L’histoire des violences conjugales trace enfin en pointillés une histoire des sensibilités, indispensable pour comprendre comment la correction maritale, légitime eu égard au « code de valeurs » qui « incite à taire et à se taire » (p. 46), a pu, grâce à « la diffusion d’une nouvelle morale conjugale qui libère la parole et délite les silences coutumiers » (p. 97), être perçue comme un abus excessif puni par la justice. Mettant aux prises lois et mœurs, les violences conjugales font surgir plusieurs « seuils de tolérance et d’intolérance à la violence » (p. 15) entraînant des réactions de résistance ou de contestation.
D’un côté, la « double justice en actes » (p. 254), entre « la justice anonyme et professionnelle du tribunal correctionnel » d’une part et « le spectacle populaire des assises » (p. 260) où siège un jury issu de la société civile de l’autre, témoigne d’un bras de fer entre l’éthique professionnelle des magistrats, désireux d’obtenir une condamnation, et « l’opinion personnelle des jurés » (p. 300), enclins à l’indulgence depuis l’introduction en 1832 des circonstances atténuantes. Il semblerait qu’il y ait eu au XIXe siècle une justice et une morale à double vitesse : une justice répressive agissant au nom « de l’ordre quotidien et des valeurs familiales » (p. 260) ; une justice populaire où « les violences conjugales, même graves, peinent […] à être reconnues comme de véritables infractions pénales » (p. 307), suivant une conception de la vie privée régie par d’autres traditions, d’autres codes.
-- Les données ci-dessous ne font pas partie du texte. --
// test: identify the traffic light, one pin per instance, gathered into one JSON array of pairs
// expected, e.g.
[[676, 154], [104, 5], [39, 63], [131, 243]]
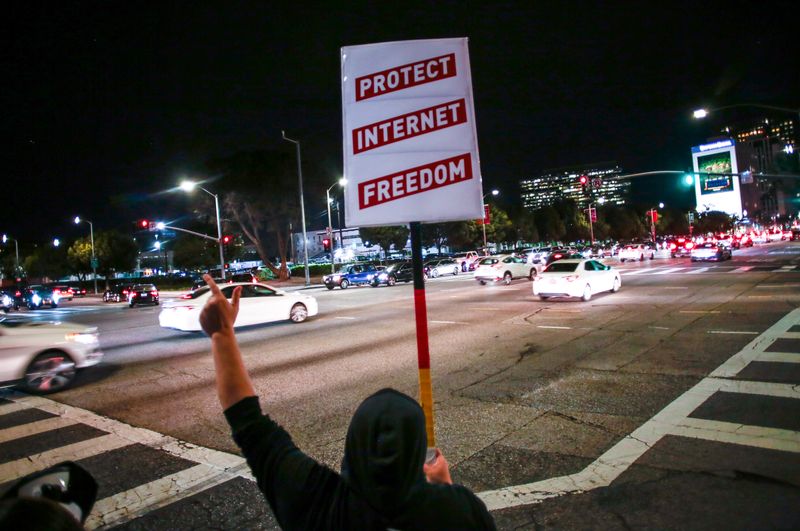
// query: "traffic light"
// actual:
[[584, 181]]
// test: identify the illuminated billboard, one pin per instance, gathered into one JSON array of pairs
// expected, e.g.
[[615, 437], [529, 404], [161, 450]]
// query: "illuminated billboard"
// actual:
[[717, 185]]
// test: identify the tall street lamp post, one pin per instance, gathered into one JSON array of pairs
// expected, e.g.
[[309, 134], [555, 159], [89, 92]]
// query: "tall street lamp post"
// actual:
[[77, 220], [188, 186], [329, 232], [302, 205], [16, 250], [483, 221]]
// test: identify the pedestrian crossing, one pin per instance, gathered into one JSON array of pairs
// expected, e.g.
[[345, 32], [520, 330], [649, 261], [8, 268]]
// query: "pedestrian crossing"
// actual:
[[716, 269], [149, 470]]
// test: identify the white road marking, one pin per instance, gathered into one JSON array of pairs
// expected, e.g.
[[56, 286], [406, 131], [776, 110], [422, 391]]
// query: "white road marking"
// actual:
[[33, 428], [779, 357], [150, 496], [672, 419], [729, 432], [72, 452], [213, 467], [668, 271]]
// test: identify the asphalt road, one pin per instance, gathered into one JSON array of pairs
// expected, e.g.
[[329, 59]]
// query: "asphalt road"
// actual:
[[528, 396]]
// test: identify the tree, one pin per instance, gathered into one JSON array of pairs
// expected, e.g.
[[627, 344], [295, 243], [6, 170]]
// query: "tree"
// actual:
[[79, 257], [385, 237], [191, 252], [714, 221], [115, 252], [47, 262], [261, 196]]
D’un autre côté, la société civile a aussi participé au « tracé nouveau des violences intolérables » (p. 83), et son intervention témoigne du « partage d’un sens commun de la justice » (p. 104) : la « mutation des sensibilités qui frappe d’intolérances nouvelles les atteintes à l’individu » (p. 83) a par exemple poussé les juristes à recourir au Code pénal pour conformer leurs sanctions « aux formes d’appréciation collective de ces affaires particulières » (p. 259).
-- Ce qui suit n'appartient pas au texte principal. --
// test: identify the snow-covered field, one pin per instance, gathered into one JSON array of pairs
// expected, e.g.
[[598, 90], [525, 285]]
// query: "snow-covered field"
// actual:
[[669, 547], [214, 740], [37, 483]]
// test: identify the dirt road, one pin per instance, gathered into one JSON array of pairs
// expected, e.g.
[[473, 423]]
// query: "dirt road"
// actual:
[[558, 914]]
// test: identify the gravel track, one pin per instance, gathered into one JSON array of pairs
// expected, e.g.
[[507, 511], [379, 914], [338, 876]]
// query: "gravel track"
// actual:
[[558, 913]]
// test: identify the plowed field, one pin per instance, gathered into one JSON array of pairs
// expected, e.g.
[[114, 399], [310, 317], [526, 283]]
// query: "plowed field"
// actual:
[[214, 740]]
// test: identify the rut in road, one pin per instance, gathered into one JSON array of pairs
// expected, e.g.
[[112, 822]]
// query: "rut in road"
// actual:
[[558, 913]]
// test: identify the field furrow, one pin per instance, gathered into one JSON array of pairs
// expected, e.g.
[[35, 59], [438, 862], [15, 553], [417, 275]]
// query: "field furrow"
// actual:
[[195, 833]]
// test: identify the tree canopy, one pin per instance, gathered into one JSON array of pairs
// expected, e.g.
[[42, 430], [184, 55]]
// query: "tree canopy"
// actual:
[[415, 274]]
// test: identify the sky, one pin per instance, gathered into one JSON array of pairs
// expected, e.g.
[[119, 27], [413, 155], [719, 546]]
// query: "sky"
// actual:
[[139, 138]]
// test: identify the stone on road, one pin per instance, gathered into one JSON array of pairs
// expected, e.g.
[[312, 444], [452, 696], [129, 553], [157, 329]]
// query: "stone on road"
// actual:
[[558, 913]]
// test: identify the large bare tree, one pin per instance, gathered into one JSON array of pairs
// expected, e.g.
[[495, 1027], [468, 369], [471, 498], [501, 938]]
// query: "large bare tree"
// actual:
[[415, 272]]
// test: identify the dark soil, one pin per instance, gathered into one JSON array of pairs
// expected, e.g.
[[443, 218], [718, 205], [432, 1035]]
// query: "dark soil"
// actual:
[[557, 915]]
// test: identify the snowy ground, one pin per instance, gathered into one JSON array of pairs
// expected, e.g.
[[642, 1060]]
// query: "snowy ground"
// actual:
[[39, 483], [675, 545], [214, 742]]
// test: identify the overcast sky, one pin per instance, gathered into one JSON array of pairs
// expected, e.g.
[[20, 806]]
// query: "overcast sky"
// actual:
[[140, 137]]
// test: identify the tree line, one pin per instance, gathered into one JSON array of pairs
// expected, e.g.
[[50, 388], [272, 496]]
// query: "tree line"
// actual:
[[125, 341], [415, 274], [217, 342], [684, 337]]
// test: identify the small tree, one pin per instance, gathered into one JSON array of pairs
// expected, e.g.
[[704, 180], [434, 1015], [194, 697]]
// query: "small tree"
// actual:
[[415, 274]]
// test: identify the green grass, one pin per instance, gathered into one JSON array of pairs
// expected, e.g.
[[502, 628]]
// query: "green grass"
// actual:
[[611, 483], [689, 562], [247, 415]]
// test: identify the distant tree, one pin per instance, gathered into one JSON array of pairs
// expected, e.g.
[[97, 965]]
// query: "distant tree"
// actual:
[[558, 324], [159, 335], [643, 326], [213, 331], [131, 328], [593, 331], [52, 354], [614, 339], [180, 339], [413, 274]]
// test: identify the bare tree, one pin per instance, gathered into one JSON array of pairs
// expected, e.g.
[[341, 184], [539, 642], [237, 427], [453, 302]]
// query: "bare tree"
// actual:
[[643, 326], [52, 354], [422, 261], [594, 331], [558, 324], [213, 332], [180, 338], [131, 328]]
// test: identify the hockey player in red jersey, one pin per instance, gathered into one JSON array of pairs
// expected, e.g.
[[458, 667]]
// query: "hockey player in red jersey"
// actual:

Victoria Vanneau fait ainsi remonter les prémices d’une révolution morale au XIXe siècle, où s’observe la « montée de l’intolérance publique à l’égard des violences » (p. 104). Héritier en partie de l’appareil juridique échafaudé au XIXe siècle, le XXIe siècle s’en démarque sur le plan éthique : l’enjeu se situerait moins du côté de la saisie juridique des violences conjugales, pensée au XIXe siècle à travers l’institution de la famille, que sur le terrain de l’élaboration de méthodes de prévention et de sensibilisation, de dispositifs d’écoute, d’accompagnement et de soin tournés vers les personnes.